八十七升目。みんな集まる2
墓参りのあと{閑古}を訪れたアキ、信子、道満。
食事中アキの、幸太が遺したアキの携帯に着信があった。
画面の名前を確認して少し戸惑ったあと、
ゆっくりと通話ボタンを押す。
「も、もしもし・・・・・・」
おどおどと声を出す。
信子と道満は手を止め静かにアキを見守っていた。
「アキちゃん。大丈夫?あ、えっと。
今話しても大丈夫っていうか、あのさ、えっと・・・・・・」
不器用な優しさが通話越しに伝わる。滝口の声だ。
「ちょっとあんた貸しなさいよ。あんたじゃ折角出てくれたのに切られちゃうわ」
横からするキリッとした声は理穂。
携帯を取り合うやりとりが伝わってくる。
思わずアキはクスリと笑う。
少しして、
「アキちゃん、どうだい?そっちは」
落ち着いた声。
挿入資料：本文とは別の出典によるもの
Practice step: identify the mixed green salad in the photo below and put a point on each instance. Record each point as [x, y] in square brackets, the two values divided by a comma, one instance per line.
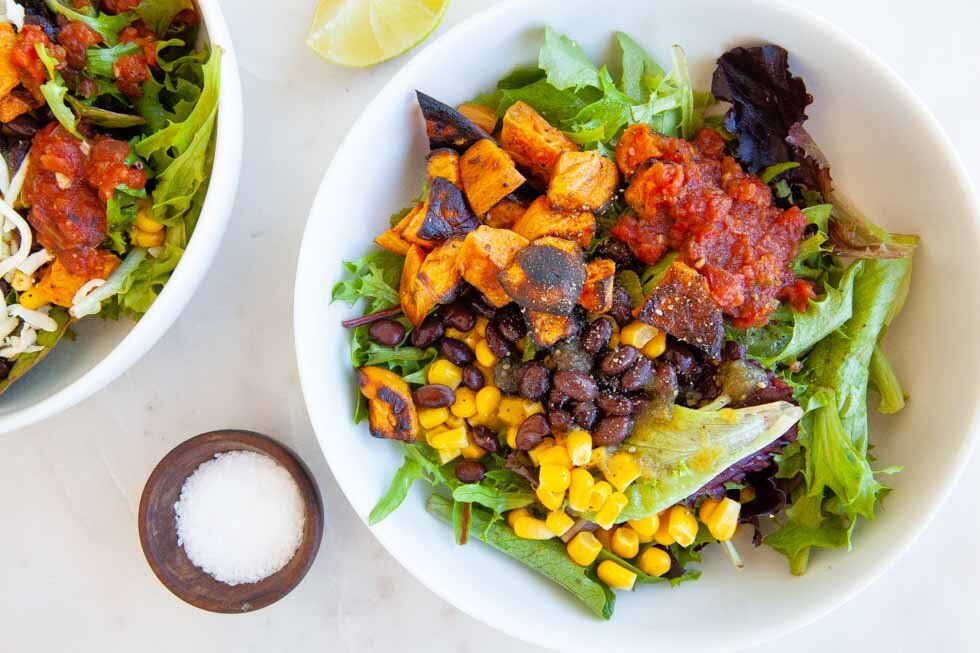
[626, 319]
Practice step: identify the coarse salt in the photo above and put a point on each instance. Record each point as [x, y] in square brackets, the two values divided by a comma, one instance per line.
[240, 517]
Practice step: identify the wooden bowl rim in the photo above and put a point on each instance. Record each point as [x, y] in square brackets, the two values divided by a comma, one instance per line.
[219, 597]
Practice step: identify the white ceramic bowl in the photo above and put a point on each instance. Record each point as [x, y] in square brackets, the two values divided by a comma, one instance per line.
[888, 154]
[105, 349]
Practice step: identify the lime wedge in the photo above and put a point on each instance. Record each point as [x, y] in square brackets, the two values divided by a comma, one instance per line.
[362, 33]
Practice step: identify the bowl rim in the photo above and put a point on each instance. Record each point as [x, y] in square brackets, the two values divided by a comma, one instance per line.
[303, 315]
[197, 258]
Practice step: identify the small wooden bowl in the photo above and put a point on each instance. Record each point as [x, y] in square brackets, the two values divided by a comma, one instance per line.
[158, 525]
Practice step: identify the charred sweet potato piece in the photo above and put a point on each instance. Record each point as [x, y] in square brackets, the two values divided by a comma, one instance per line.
[682, 305]
[546, 276]
[447, 127]
[489, 175]
[505, 213]
[532, 141]
[446, 213]
[600, 276]
[583, 181]
[391, 413]
[541, 220]
[482, 116]
[485, 253]
[547, 329]
[443, 163]
[415, 298]
[441, 274]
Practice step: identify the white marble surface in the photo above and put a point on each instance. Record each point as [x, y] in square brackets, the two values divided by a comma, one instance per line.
[73, 576]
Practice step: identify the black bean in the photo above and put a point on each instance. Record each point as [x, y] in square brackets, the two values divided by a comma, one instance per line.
[486, 439]
[597, 335]
[560, 421]
[534, 384]
[616, 362]
[612, 431]
[622, 310]
[456, 352]
[585, 414]
[386, 332]
[434, 396]
[638, 376]
[470, 471]
[576, 385]
[473, 378]
[500, 347]
[507, 375]
[613, 404]
[428, 333]
[458, 316]
[530, 434]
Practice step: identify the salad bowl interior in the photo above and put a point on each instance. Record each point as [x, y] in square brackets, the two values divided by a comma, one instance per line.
[912, 184]
[104, 349]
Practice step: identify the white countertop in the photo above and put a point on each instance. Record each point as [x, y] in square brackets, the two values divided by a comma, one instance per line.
[73, 577]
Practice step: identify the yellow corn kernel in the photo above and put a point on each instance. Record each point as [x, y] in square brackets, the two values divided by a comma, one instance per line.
[452, 439]
[621, 470]
[512, 437]
[514, 515]
[465, 405]
[600, 492]
[142, 238]
[559, 522]
[483, 354]
[682, 525]
[657, 346]
[531, 528]
[487, 401]
[654, 562]
[554, 478]
[584, 548]
[447, 455]
[625, 542]
[607, 514]
[637, 334]
[430, 418]
[555, 455]
[663, 536]
[511, 411]
[580, 490]
[145, 223]
[579, 446]
[33, 299]
[615, 575]
[550, 500]
[721, 518]
[445, 373]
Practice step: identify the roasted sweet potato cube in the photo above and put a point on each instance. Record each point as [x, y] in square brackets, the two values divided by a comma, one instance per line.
[532, 141]
[583, 181]
[505, 213]
[541, 220]
[682, 305]
[489, 175]
[391, 413]
[600, 277]
[547, 329]
[446, 213]
[482, 116]
[447, 127]
[441, 273]
[443, 163]
[546, 276]
[415, 298]
[485, 253]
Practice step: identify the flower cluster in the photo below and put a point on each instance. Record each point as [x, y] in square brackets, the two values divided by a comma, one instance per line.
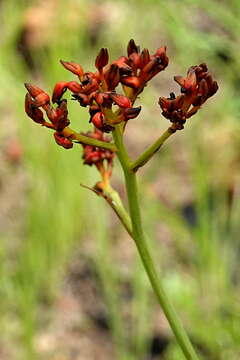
[196, 88]
[93, 155]
[98, 92]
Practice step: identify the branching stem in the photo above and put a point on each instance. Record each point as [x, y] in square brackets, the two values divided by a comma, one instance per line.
[142, 246]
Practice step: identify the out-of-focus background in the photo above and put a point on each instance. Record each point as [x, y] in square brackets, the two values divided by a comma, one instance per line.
[72, 286]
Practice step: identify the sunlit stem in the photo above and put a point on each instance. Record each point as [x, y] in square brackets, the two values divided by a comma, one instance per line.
[148, 154]
[142, 246]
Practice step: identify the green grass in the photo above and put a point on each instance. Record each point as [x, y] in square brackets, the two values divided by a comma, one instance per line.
[201, 264]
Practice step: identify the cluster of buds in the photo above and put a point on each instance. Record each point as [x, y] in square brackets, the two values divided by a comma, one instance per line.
[35, 99]
[196, 88]
[107, 108]
[93, 155]
[101, 158]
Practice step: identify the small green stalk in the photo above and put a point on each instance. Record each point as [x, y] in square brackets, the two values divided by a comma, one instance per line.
[139, 238]
[148, 154]
[115, 202]
[87, 140]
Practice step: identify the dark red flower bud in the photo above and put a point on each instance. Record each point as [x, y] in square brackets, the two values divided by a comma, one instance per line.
[145, 57]
[132, 113]
[73, 67]
[135, 61]
[42, 99]
[32, 111]
[131, 81]
[59, 90]
[213, 89]
[132, 47]
[33, 90]
[101, 59]
[74, 86]
[82, 99]
[98, 120]
[123, 65]
[112, 77]
[62, 141]
[189, 83]
[121, 100]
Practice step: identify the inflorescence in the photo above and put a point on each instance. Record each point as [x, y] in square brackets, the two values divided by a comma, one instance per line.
[107, 108]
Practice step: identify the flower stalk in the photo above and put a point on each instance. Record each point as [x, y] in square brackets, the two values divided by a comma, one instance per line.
[146, 257]
[97, 91]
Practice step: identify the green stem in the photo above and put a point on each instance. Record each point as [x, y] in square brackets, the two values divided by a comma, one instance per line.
[115, 202]
[87, 140]
[139, 238]
[148, 154]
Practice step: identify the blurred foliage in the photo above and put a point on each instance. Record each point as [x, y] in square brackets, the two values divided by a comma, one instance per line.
[192, 186]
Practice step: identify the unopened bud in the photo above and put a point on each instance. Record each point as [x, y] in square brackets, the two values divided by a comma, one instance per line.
[132, 113]
[121, 100]
[101, 59]
[32, 111]
[73, 67]
[58, 91]
[62, 141]
[132, 47]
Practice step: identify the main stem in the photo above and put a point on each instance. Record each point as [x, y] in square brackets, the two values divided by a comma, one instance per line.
[139, 238]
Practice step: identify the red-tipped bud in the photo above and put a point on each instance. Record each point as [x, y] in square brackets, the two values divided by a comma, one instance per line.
[132, 47]
[74, 86]
[189, 83]
[121, 100]
[123, 65]
[98, 120]
[82, 99]
[161, 51]
[59, 90]
[33, 90]
[32, 111]
[132, 113]
[145, 57]
[73, 67]
[112, 77]
[101, 59]
[62, 141]
[42, 99]
[131, 81]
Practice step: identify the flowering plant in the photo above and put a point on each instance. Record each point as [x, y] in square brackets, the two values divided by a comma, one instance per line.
[110, 112]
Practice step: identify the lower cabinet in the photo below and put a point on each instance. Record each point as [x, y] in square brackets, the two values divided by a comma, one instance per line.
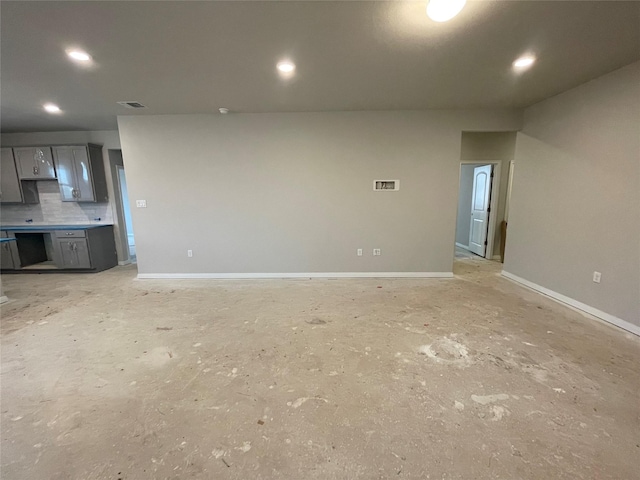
[74, 253]
[42, 249]
[6, 256]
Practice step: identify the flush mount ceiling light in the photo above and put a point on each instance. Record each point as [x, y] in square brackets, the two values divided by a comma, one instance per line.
[444, 10]
[286, 67]
[51, 108]
[79, 56]
[524, 62]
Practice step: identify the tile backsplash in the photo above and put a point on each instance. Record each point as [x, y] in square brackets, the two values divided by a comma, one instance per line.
[52, 211]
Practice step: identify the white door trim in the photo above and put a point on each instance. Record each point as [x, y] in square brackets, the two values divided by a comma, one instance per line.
[495, 194]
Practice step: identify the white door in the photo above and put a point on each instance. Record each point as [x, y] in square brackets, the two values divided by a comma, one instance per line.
[480, 209]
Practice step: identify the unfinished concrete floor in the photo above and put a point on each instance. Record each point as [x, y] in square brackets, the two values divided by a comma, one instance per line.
[108, 377]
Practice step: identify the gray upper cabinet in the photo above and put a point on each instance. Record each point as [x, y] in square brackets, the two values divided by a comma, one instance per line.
[81, 175]
[34, 163]
[12, 190]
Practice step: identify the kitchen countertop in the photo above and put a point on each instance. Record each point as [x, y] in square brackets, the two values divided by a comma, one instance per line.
[39, 228]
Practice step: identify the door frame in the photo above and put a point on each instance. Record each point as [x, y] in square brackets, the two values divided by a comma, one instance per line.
[493, 204]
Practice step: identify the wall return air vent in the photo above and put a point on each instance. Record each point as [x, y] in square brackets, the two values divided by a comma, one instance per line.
[131, 104]
[386, 185]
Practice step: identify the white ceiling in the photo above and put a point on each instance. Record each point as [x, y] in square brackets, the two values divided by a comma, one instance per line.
[193, 57]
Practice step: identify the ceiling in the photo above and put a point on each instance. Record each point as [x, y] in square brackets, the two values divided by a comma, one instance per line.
[193, 57]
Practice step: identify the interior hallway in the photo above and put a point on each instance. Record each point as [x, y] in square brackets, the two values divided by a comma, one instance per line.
[105, 376]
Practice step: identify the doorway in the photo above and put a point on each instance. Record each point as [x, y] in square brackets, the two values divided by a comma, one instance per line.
[477, 209]
[126, 212]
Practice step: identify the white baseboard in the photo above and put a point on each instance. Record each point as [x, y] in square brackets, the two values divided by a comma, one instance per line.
[582, 307]
[298, 275]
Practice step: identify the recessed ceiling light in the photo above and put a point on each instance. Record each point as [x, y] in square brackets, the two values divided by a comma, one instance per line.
[524, 62]
[51, 108]
[444, 10]
[79, 55]
[286, 67]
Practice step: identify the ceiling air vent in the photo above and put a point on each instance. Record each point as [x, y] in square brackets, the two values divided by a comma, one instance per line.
[131, 104]
[386, 185]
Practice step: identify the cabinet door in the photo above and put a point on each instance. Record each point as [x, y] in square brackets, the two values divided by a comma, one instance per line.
[75, 178]
[6, 259]
[10, 191]
[84, 177]
[34, 163]
[66, 173]
[75, 253]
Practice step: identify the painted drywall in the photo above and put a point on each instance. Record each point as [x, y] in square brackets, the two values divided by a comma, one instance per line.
[51, 210]
[463, 220]
[491, 147]
[292, 192]
[575, 203]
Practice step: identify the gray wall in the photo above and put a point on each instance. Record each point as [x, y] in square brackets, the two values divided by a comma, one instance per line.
[575, 204]
[51, 209]
[287, 193]
[489, 147]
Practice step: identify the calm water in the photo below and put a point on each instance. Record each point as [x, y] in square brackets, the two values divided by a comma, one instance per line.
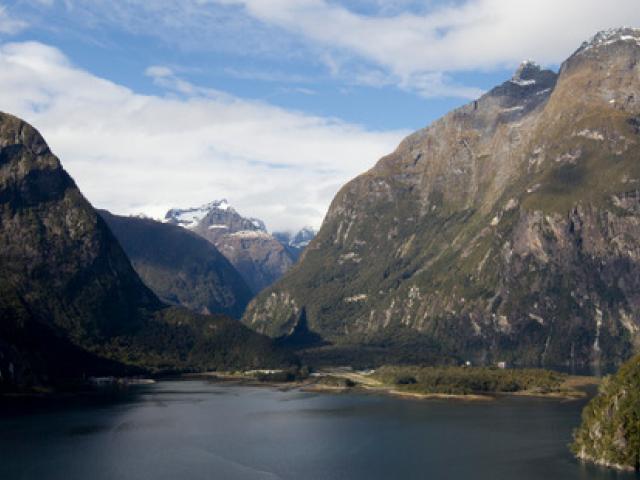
[199, 430]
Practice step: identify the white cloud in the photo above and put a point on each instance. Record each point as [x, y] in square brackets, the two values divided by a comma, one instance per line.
[8, 24]
[461, 36]
[135, 153]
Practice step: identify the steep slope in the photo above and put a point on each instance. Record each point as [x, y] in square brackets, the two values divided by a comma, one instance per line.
[610, 430]
[507, 230]
[179, 266]
[245, 242]
[297, 242]
[70, 302]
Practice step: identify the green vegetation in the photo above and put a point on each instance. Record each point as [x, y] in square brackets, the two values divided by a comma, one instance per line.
[179, 266]
[610, 430]
[469, 380]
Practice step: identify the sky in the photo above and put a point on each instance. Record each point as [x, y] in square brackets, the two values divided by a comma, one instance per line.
[272, 104]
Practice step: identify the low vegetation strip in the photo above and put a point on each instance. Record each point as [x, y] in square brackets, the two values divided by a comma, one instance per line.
[470, 380]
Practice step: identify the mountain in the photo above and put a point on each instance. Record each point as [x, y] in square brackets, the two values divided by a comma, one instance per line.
[70, 303]
[245, 242]
[508, 230]
[610, 430]
[179, 266]
[297, 242]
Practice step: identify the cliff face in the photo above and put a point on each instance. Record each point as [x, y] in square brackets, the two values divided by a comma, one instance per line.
[180, 267]
[507, 230]
[70, 302]
[610, 430]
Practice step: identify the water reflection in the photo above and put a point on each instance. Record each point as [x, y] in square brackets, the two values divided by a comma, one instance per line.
[197, 429]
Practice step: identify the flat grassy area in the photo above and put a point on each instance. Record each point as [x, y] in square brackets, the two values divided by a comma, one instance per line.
[479, 380]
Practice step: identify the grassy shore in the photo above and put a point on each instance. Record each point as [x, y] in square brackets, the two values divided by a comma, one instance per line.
[460, 383]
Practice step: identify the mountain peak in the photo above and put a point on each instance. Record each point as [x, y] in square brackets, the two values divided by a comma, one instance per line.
[611, 36]
[527, 73]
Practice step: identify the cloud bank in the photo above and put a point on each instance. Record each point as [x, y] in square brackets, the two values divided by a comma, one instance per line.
[133, 153]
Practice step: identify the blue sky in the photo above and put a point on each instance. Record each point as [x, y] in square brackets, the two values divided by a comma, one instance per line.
[276, 103]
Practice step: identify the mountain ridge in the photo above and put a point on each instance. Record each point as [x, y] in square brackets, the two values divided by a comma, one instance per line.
[71, 304]
[466, 234]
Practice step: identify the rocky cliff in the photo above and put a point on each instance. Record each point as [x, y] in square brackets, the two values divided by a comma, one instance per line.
[71, 305]
[507, 230]
[259, 257]
[610, 430]
[180, 267]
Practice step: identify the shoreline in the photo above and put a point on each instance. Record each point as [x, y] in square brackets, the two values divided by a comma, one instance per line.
[574, 387]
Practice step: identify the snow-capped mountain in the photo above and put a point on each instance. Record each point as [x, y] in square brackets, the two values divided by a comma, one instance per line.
[190, 217]
[298, 240]
[258, 255]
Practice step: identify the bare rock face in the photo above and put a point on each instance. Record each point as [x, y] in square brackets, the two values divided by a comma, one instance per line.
[71, 305]
[507, 230]
[259, 257]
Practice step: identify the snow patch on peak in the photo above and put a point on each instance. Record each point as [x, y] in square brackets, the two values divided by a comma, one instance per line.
[611, 36]
[526, 73]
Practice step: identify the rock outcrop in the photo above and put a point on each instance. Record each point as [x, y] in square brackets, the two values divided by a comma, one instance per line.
[507, 230]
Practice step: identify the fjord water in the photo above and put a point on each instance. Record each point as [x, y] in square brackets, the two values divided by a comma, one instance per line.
[201, 430]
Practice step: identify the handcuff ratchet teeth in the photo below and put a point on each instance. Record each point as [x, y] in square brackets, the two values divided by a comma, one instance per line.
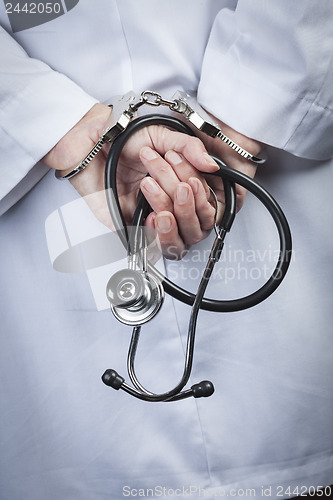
[125, 107]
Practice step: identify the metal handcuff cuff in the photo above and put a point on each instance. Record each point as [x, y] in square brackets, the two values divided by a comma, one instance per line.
[136, 295]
栄子だ。
どうやら誰が話をするか決まったようだ。
「栄子さん・・・・・・」
思わず涙ぐむ。
「えっとこっちは、ですね。えっと・・・・・・」
「ゆっくりでいいよ、ゆっくりで」
「・・・・・・はい」
涙をぬぐい深呼吸。
「アキちゃん」
「はい」
「電話に出てくれてありがとう」
アキは無言で頭を振る。
それを察したかのように穏やかに言葉を続ける栄子。
「今あたし達、滝口の船にいるのよ」
クスクスと笑いながら、
「滝口がね理穂に借りができちゃって。それで一日クルーズしてるの」
「クルーズ、ですか」
「うん、クルーズ。滝口が船出して魚釣って料理作ってお酒運んで。
すごく快適。あたしとオーナーは便乗してるんだけど」
いたずらっぽく笑う。
「あはは、楽しそうですね」
思わずつられてアキも笑う。
アキの笑い声をしっかりと聞き、
「そっちは、良さそうね」
顔が思い浮かぶ優しい声。
「はい」
しっかりとこたえる。
「こっちは今大変だけど」
今度は少し大きな声でケラケラ笑う栄子。
少し離れたところから滝口、理穂が騒いでるところへ、
オーナーが割って入る声が聞える。
「あはははは」
アキも思わず大きめの声で笑ってしまい道満に軽く頭を叩かれる。
「痛いよ、ミッチー」
「店内だろーが」
「うぅ、ごめん」
「構いませんよ。今、お客様は皆様だけですから」
近くにいた文がにっこりと道満へ笑いかける。
近くにいたというか特に用が無い限り道満の近くにいるのだが。
そのやりとりを聞いていた栄子がはずんだ声でたずねる。
「アキちゃん、道満君がそこにいるってことは信子さんも?」
「はい、います。三人一緒です」
「ちょうど良かった。ちょっと信子さんとかわってくれるかい?」
「はい。わかりました」
信子へ電話を差し出すアキ。
「もしもし、信子です」
―――そして秋が来る前。夏に皆で会うことが決まった。